Incitec Pivot, Shell clash over cost of gas on east coast
The battle for cheaper gas on the east coast has escalated after Incitec Pivot warned high prices would stunt economic recovery.
The battle for cheaper gas on the east coast has escalated after the nation’s biggest user warned high prices would stunt a post COVID-19 economic recovery while energy producer Shell said it may take a decade for the market to significantly lower prices.
The National COVID-19 Co-ordination Commission, chaired by former Dow Chemicals boss Andrew Liveris, recommended the federal government take immediate action to create an gas market that could deliver globally competitive results similar to the US with gas available at just $4 a gigajoule, more than half current levels, to boost manufacturing. It called for the government to underwrite parts of the industry, ease regulatory hurdles and take stakes in pipelines.
Australia’s largest commercial gas user, fertiliser and explosives maker Incitec Pivot, said while Australia had become the largest LNG exporter in the world it needed to balance its trade ambitions with the needs of local consumers. “Since 2009, Australia grew its exports of gas to the world and in the process increased total domestic gas production three-fold. Despite this increase in production, the cost to east coast consumers jumped by 300-400 per cent,” Incitec Pivot chief executive Jeanne Johns writes in The Australian today.
“The business I lead manufactures on both sides of the Pacific, and we have consistently paid three to four times more for gas in Australia than we pay in America, at a time when Australia was sending 80 per cent of its gas offshore. These higher wholesale gas prices create an added cost that is felt across our economy and will stunt the recovery from COVID-19.”
Ms Johns says it’s time for the government to act on energy prices to stimulate business and grow jobs as the economy emerges from the pandemic.
“One powerful lever is reducing the cost of natural gas to east coast consumers. Reducing gas prices would provide a much-needed boost to manufacturers, while also significantly reducing every day costs for Australian households,” Ms Johns says.
“If Australia wants to create more jobs in gas dependent industries, we must address uncompetitive gas prices by implementing policies that reverse the damage of the last decade.”
Shell, one of Australia’s biggest gas producers, said manufacturers needed to be realistic about calls for cheap gas.
Prices were higher than historical levels of $3-$4 a gigajoule due to declining supplies from legacy fields, such as Victoria’s Bass Strait, rather than LNG exports.
“Our planning for the future must be based in reality,” Shell Australia chairman Tony Nunan said. “Today’s gas supply simply costs more to get out of the ground and bring to customers — not because of LNG exports, but because of the decline of Australia’s historically low-cost conventional gas resources.”
Shell said it could be 2030 before ample supplies and lower prices were in place for big users.
“We support work that increases supply of gas to the east coast market and reduces the cost of developing those resources. But realistically it could take up to a decade to deliver the benefits we all want to see,” Mr Nunan said. Manufacturers and heavy industry also needed to look at their own operations and consider proximity to supply.
“The lowest-cost gas for manufacturing will be available in states such as Queensland and Western Australia that have supported the development of the gas industry. Manufacturers who have their operations close to supply, like in Queensland, will be the ones that enjoy cost advantages,” Mr Nunan said. “That also means ensuring industrial users operate as efficiently as possible, because ever cheaper energy alone will not overcome every obstacle to competitive manufacturing in Australia.”
The COVID-19 report was unlikely to lower prices, Credit Suisse said. “We see it as little more than a rushed together aspirational document with little new ideas or policy rigour behind it, to placate some stakeholders into supporting the government’s post COVID-19 agenda,” Credit Suisse analyst Saul Kavonic said.

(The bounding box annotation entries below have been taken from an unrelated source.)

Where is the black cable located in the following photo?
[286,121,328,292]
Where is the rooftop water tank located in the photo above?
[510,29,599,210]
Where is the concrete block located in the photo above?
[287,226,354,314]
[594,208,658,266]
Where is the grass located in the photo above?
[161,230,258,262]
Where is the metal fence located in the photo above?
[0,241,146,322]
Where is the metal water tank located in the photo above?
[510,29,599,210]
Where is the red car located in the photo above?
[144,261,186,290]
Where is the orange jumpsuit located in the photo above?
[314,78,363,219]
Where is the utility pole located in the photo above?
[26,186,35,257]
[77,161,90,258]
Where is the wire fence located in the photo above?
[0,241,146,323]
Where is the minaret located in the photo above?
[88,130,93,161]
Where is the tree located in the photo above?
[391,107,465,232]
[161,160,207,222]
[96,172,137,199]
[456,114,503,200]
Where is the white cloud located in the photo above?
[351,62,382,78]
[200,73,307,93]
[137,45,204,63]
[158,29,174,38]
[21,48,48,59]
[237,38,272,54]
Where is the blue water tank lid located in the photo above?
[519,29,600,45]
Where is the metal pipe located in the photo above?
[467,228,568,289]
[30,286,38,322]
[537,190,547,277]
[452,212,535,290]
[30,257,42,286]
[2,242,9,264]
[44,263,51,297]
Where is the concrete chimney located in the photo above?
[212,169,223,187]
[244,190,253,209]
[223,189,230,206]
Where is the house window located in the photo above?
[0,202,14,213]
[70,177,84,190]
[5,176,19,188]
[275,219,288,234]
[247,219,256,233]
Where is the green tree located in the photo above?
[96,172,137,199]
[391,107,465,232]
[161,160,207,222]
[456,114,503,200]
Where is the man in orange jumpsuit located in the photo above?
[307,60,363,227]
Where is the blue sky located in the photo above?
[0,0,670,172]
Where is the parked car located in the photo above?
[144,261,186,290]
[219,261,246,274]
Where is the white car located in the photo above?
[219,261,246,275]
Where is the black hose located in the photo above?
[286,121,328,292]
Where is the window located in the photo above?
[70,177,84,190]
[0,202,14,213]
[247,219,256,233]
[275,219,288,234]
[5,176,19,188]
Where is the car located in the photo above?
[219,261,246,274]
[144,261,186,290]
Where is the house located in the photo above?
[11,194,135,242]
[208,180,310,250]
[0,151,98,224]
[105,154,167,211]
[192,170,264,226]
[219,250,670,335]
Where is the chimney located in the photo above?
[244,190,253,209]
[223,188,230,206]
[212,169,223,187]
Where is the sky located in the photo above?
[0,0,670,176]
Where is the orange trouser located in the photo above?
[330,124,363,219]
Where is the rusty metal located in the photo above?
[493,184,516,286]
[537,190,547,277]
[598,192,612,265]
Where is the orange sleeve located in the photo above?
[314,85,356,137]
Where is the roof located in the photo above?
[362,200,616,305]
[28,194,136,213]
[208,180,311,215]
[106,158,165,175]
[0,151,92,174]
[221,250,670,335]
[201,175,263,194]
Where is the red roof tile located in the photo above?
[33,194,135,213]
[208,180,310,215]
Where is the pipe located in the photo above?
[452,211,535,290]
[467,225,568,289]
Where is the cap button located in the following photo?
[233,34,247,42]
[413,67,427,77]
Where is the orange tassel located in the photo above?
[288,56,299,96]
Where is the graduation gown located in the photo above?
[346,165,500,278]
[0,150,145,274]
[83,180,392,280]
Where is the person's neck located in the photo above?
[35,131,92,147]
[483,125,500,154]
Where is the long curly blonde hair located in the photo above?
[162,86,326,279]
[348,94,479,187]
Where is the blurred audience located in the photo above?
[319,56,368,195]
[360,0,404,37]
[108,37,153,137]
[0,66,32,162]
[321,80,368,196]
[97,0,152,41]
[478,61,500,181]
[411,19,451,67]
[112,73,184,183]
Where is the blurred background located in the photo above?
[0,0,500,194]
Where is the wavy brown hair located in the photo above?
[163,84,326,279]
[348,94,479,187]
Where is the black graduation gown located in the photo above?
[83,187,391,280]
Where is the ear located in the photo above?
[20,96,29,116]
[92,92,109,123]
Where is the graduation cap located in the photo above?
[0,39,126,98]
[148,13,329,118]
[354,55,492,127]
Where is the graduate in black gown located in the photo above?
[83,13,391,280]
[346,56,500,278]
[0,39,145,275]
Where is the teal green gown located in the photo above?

“The simple reality we see is, for as long as global LNG prices are low, we will see lower domestic gas prices on the east coast and when LNG prices rise then domestic gas prices will shoot up again. It’s that simple and nothing in the NCCC report will change that.”
Wholesale spot gas prices on the east coast hit a four-year low in the first quarter of 2020, declining 24 per cent to $5.63 a gigajoule and down 42 per cent from a year earlier.